More than a million investors use buy-to-let to generate an income from their capital. Now there is a way of obtaining similar returns, and also from buy-to-let – but without actually buying a property.
Specialist mortgage lender Paragon, itself quoted on the stock market and valued at £1.1bn, is seeking to raise capital by issuing bonds which will pay a fixed 6.125pc per year.
Investors – who must buy a minimum £2,000 worth of bonds, but can subscribe above that figure in multiples of £100 – will be paid income twice-yearly in January and July. The bonds are eligible to be held inside an Isa or pension account, meaning the interest can be received tax-free.
The bond matures in 2022 when – all being well – Paragon repays lenders their money.
Investors face the risks of Paragon running into difficulty during the bond’s life, which could jeopardise some or all of their capital. There is no protection under the Financial Services Compensation Scheme if Paragon were to collapse. The other risk is that interest rates rise strongly during the term and reduce the attractiveness of the 6.125pc fixed interest or “coupon”.
Is Paragon a safe bet?
The lender, which prefers its customers to be experienced landlords rather than novices dipping into buy-to-let for the first time, faced severe difficulties during the financial crisis.
Its problems were triggered by banks’ refusal to renew a loan facility in 2007. It issued new shares to plug the gap, but had to mothball its lending operations for several years. Now it is back doing business with landlords and its shares, which fell to 40p in March 2009, trade at 356p. After tax profits have grown from £41m in 2009 to £85m last year.
The company paid a total divi of 7.2p in 2013, giving a yield of about 2pc.
Paragon’s bonds are genuine “retail bonds” in that they will be traded on the London Stock Exchange with prices quoted daily. Selling bonds on the open market, via a stockbroker, would be the only way investors who needed the return of their capital could exit ahead of the 2022 maturity date. The closing dates for subscriptions is January 27 and investors should apply via their stockbroker or, if they don’t have one, one of the eight participating brokers listed on Paragon’s website.

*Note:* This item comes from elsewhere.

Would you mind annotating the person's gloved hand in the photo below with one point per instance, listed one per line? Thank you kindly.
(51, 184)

Paragon has raised money in this way once before. Early last year it borrowed £60m through a similar bond issue, but where the interest rate was fixed at 6pc. This tranche of bonds mature in 2020 and have traded on the London Stock Exchange since February 25, 2013.

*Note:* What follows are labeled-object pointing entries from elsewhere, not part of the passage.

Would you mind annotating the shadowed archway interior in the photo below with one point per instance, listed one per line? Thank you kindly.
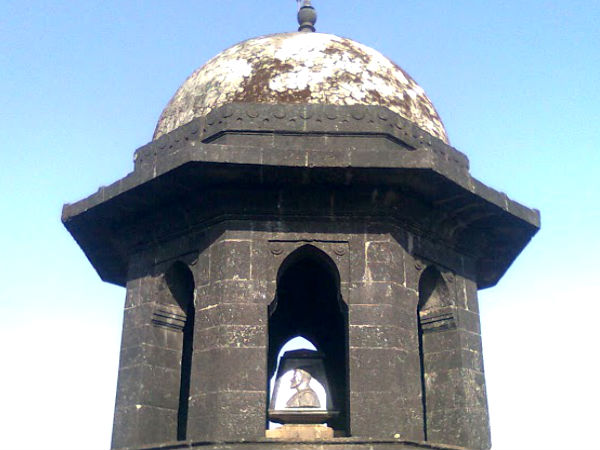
(308, 303)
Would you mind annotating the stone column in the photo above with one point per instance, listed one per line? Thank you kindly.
(456, 398)
(384, 367)
(228, 392)
(149, 368)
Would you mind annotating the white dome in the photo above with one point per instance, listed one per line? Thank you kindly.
(312, 68)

This graph shows how the price has remained within a close margin of the 100p issue price, dipping to 99p and rising at a peak to 104p in November. Trading data shows regular deals for 5,000 or less, suggesting the bond remains popular among private investors. On Thursday January 16 the bond was trading at 100.65p, generating a yield of just under 6pc.
This suggests the 6.125pc interest on offer with the new issue is attractively priced.
Paragon Plc 6pc bond (issued February 2013), London Stock Exchange
How does 6.125pc compare with returns on real buying-to-let?
Paragon publishes its own regular snapshot of yields obtained by its landlord borrower customers, worked out as the ratio between rents obtained and the value of the property.
As house prices have risen yields tend to have fallen, although an increase in rents has offset this trend. In its latest data, released in November, it said: “landlords reported they generated an average yield of 6pc in the third quarter of 2013. This compares to 6.1pc in the second quarter and 6.7pc in the first”.